We then worked together to develop a set of labels to assess both criteria. These labels allow us to determine the level of agreement among experts on our findings. The labels for Correctness evaluation can be defined as follows:

  • Totally incorrect: The rule is completely wrong or contradicts medical knowledge.

  • Totally correct: The rule is completely right and aligns with medical knowledge.

  • Partially correct (temporal facet): The rule is correct, but any of the temporal gaps between antecedents and consequent are not the expected ones.

  • Partially correct (clinical facet): The rule is partially correct due to the absence or excess of any antecedent.

  • Partially correct (both facets): The rule is partially correct due to the absence or excess of any antecedent and the inappropriateness of any of the time gaps.

In terms of Relevance, the rules have been sorted according to the following classes:

  • Not relevant: The rule is considered worthless (it presents no significant clinical relevance).

  • Relevant and known: The rule has significant clinical relevance, and it is a well-known implication (common knowledge among experts).

  • Relevant and unknown: The rule has significant clinical relevance and should be studied further, as it is not a well-known implication.

It is important to emphasize that we are not looking for strict cause-effect relationships here but for patterns of behaviour. This means that there can be any kind of relationship between antecedents and consequent.

We generated several packs of rules, each representing different parameterizations.

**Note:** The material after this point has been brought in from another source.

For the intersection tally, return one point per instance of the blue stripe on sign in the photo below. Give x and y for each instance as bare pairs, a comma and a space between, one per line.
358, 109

Due to the large number of combinations of parameter values, we fixed some of them and focused on testing both approaches (apriori-like and patient-oriented) under the following time constraints, which were agreed upon by the experts. For simplicity, the same time constraints were applied to each of the several possible temporal steps of the rules:

  • Shortest-term rules: medical events that take place within 1 to 10 days (39% of the visits in our test set occurred within this interval).

  • Short-term rules: medical events that occur within 5 to 30 days (45% of the visits).

  • Mid-term rules: medical events that take place within 20 to 90 days (33% of the visits).

  • Long-term rules: medical events that occur within 60 to 120 days (11% of the visits).

These packs of rules were individually annotated by the experts using the previous labels. Then they came to a common agreement. The experts have emphasized that the relevance of the patterns depends heavily on the time gaps. It is very different to be diagnosed with a cold than it is to be diagnosed with a malignant neoplasm. If a patient has a cold, it may be relevant to know what happened 3-15 days before, but in the case of malignant neoplasm, we would like to consider what happened, for instance, in the last 30-300 days.

Nevertheless, these executions still produce hundreds of rules, depending on the values of the parameters min_sup and min_conf. To filter these rules for each min_gap - max_gap parameterization, the first selection criterion was that they had to contain more than one temporal step, since having multiple temporal steps is essential for testing our methodology. These resulting multi-step rules were sorted according to lift and then rulesRespectConsequent values, and the top 20 were selectedFootnote 2. Lift measures the ratio of the confidence of the rule to the expected confidence of the rule (Eq. (45)). Overall, lift quantifies the degree of association between the elements on the antecedents and the consequent of a rule, and higher values of lift indicate stronger association. In this work, the sorting criterion for the rules was chosen on the basis of the lift, and in the case of ties, the frequency of occurrence would prevail.

The minimum support for each pack was adjusted based on the chosen approach and time gap. Initially, we started with values around \(5\%\) and gradually decreased them to obtain rules with more temporal steps. For instance, the minimum minSup was set to \(0.5\%\) to generate 3-step rules for the shortest-term time gap of the apriori-like approach. As for minConf, it was set at a high level with a minimum value of \(80\%\).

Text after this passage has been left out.